Este tipo de Estado poscapitalista ha implicado un modo de dominación, ejercido políticamente por la burocracia estatal, que ha establecido (o restablecido) una fusión de los ámbitos de la economía y de la política, como en las sociedades tradicionales o de antiguo régimen. No lo ha hecho invocando una politicidad de los ciudadanos libres e iguales ante la ley, que es precisamente la que en la república burguesa separa ambos ámbitos.
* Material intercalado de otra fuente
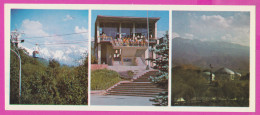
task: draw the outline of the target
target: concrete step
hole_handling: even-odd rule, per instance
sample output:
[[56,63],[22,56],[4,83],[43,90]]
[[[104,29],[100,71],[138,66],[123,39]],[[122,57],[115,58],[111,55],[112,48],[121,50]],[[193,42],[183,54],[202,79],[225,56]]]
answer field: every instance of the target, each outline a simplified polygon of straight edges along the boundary
[[[115,94],[107,94],[107,95],[115,95]],[[156,95],[116,94],[116,96],[155,97]]]
[[156,96],[159,93],[139,93],[139,92],[109,92],[109,95],[149,95],[149,96]]
[[151,82],[151,80],[149,80],[148,78],[146,78],[146,79],[136,79],[136,80],[134,80],[133,82]]
[[159,94],[163,91],[150,91],[150,92],[141,92],[141,91],[109,91],[107,93],[110,93],[110,94]]
[[120,89],[120,90],[112,90],[112,91],[109,91],[108,93],[112,93],[112,92],[118,92],[118,93],[121,93],[121,92],[124,92],[124,93],[161,93],[161,92],[164,92],[165,90],[159,90],[159,89],[154,89],[154,90],[128,90],[128,89]]
[[[158,88],[155,85],[132,85],[132,84],[128,84],[128,85],[118,85],[118,88]],[[114,87],[114,88],[117,88]]]
[[123,87],[114,87],[113,89],[156,89],[156,86],[123,86]]
[[148,87],[148,86],[124,86],[124,87],[114,87],[113,89],[140,89],[140,90],[150,90],[150,89],[162,89],[157,86]]
[[127,83],[127,84],[119,84],[119,85],[117,85],[117,86],[156,86],[156,85],[154,85],[154,84],[145,84],[145,83],[138,83],[138,82],[135,82],[135,83],[133,83],[133,84],[131,84],[131,83]]
[[120,83],[107,91],[107,95],[121,96],[145,96],[154,97],[167,89],[161,89],[153,84],[149,78],[156,75],[157,71],[145,71],[143,75],[137,76],[131,82]]

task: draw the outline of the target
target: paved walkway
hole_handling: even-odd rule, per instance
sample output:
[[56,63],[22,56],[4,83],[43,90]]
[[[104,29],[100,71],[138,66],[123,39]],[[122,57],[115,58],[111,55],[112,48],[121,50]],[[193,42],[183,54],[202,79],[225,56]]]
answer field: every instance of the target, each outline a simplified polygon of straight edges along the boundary
[[96,95],[90,97],[91,105],[153,106],[151,97]]

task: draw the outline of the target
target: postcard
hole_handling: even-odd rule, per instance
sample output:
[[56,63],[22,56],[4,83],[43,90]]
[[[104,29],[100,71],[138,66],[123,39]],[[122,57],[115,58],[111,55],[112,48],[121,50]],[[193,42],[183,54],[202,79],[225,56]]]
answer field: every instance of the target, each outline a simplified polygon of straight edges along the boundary
[[255,6],[4,12],[6,110],[255,112]]

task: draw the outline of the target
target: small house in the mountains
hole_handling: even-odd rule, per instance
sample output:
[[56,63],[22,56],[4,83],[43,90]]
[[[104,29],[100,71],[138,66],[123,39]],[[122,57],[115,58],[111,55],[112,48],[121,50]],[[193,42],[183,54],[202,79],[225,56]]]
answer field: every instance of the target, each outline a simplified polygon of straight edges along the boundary
[[217,80],[235,80],[235,72],[226,67],[218,69],[215,75]]
[[[210,72],[209,71],[203,72],[202,76],[210,82]],[[214,73],[212,73],[211,80],[215,81],[215,74]]]

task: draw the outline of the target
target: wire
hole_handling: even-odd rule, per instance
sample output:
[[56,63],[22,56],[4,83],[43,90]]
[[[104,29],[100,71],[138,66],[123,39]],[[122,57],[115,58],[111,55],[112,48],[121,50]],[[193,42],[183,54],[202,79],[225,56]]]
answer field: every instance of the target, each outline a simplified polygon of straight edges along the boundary
[[43,44],[38,44],[38,45],[63,45],[63,44],[75,44],[75,43],[85,43],[88,41],[78,41],[78,42],[63,42],[63,43],[43,43]]
[[51,36],[40,36],[40,37],[25,37],[23,39],[47,38],[47,37],[56,37],[56,36],[68,36],[68,35],[82,34],[82,33],[87,33],[87,32],[77,32],[77,33],[59,34],[59,35],[51,35]]
[[61,44],[75,44],[75,43],[85,43],[88,42],[88,40],[86,41],[74,41],[74,42],[53,42],[53,43],[37,43],[37,42],[31,42],[26,40],[26,43],[32,44],[32,45],[61,45]]
[[75,44],[75,43],[86,43],[88,42],[87,41],[75,41],[75,42],[60,42],[60,43],[57,43],[57,42],[54,42],[54,43],[33,43],[33,42],[30,42],[30,41],[26,41],[27,43],[29,44],[32,44],[32,45],[35,45],[35,44],[38,44],[38,45],[63,45],[63,44]]

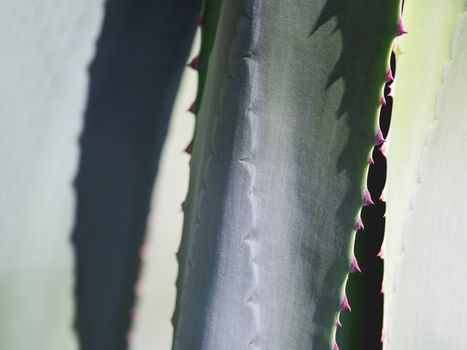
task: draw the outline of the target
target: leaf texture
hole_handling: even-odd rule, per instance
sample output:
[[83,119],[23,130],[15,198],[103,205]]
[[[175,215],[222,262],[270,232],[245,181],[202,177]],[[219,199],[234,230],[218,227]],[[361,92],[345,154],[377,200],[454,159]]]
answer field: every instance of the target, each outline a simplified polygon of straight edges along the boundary
[[467,347],[466,6],[405,2],[387,150],[385,349]]
[[174,349],[333,347],[398,9],[224,1],[191,160]]

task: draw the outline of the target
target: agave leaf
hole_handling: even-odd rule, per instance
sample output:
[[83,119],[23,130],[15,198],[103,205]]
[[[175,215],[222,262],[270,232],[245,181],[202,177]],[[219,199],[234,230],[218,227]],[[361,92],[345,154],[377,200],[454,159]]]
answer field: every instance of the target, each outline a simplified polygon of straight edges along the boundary
[[72,178],[102,2],[0,3],[0,349],[77,349]]
[[386,349],[467,347],[464,0],[408,0],[388,143]]
[[201,1],[110,0],[76,176],[76,328],[86,350],[119,350],[152,187]]
[[211,56],[212,46],[217,33],[217,24],[219,21],[219,12],[222,6],[222,0],[205,0],[203,16],[201,17],[201,48],[199,52],[198,67],[198,92],[196,94],[195,106],[201,105],[204,85],[208,72],[209,57]]
[[[199,17],[201,19],[201,23],[200,23],[201,25],[201,47],[200,47],[200,53],[199,53],[199,67],[198,67],[198,90],[196,93],[196,100],[193,106],[194,110],[192,110],[192,112],[196,114],[198,114],[199,106],[201,105],[202,96],[205,90],[205,84],[206,84],[206,78],[207,78],[208,66],[209,66],[208,63],[211,57],[212,48],[213,48],[214,40],[215,40],[216,33],[217,33],[217,25],[219,22],[219,14],[220,14],[221,5],[222,5],[222,0],[204,1],[202,16]],[[195,120],[195,131],[194,131],[192,141],[190,142],[191,147],[193,147],[194,145],[195,135],[197,133],[196,132],[197,127],[198,127],[198,123]],[[182,208],[185,207],[186,205],[189,205],[188,203],[189,203],[189,200],[187,199],[186,201],[183,202]],[[188,219],[189,215],[190,215],[190,211],[186,211],[185,220],[184,220],[184,231],[188,229],[186,227],[186,223],[190,221]],[[184,259],[186,257],[185,250],[187,249],[187,239],[188,239],[188,235],[182,235],[180,246],[176,254],[178,266],[179,266],[177,279],[175,282],[175,286],[177,290],[180,290],[183,284],[184,267],[186,264]],[[181,294],[177,293],[176,298],[175,298],[176,299],[175,308],[174,308],[172,319],[171,319],[174,329],[177,328],[178,309],[180,307],[180,297],[181,297]],[[174,333],[174,336],[175,336],[175,333]]]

Lo ha hecho en nombre de la politicidad y de la legalidad de los "trabajadores" y del "socialismo". Pero entonces la burocracia, que oculta su identidad tras la categoría sociológicamente indiferenciada de "trabajadores", carga sobre los trabajadores y el socialismo, ante la sociedad y ante la historia, la responsabilidad por los métodos con los cuales ella ejerce esa dominación. "Socialismo" resulta asimilado a "dictadura del proletariado" y de ésta lo que queda en pie para todos cuantos la sufren, en primer lugar , el proletariado y los campesinos, es el término "dictadura". Es la dictadura económica y política del Estado y de sus administradores y usufructuarios, la burocracia, sobre el conjunto de la sociedad.

Esa falta de separación (o separación incompleta) entre economía y política implica para ese tipo de Estado (para ese modo de dominación) una peculiar condición de fragilidad,pues una crisis social con raíces en la economía desemboca sin mediaciones en una crisis política y cada crisis política importante amenaza a su vez desembocar en una crisis del Estado (una crisis de dominación).

Al quedar la economía y la política integradas o incluidas dentro del Estado, que es el propietario y el patrón universal y se presenta además como el representante general de los trabajadores (en cuanto se declara "Estado socialista" o "Estado obrero"), desaparece el complejo sistema de mediaciones y fusibles que separan e interconectan ambos reinos. Entonces los riesgos de cortocircuitos e incendios se ven multiplicados. El Estado como modo de la dominación y el régimen político como conjunto de relaciones jurídicas y administrativas a través de las cuales esa dominación es ejercida y mediada, se confunden en una sola entidad. Quedan así en situación más directamente vulnerable frente a las crisis de la economía y de la sociedad.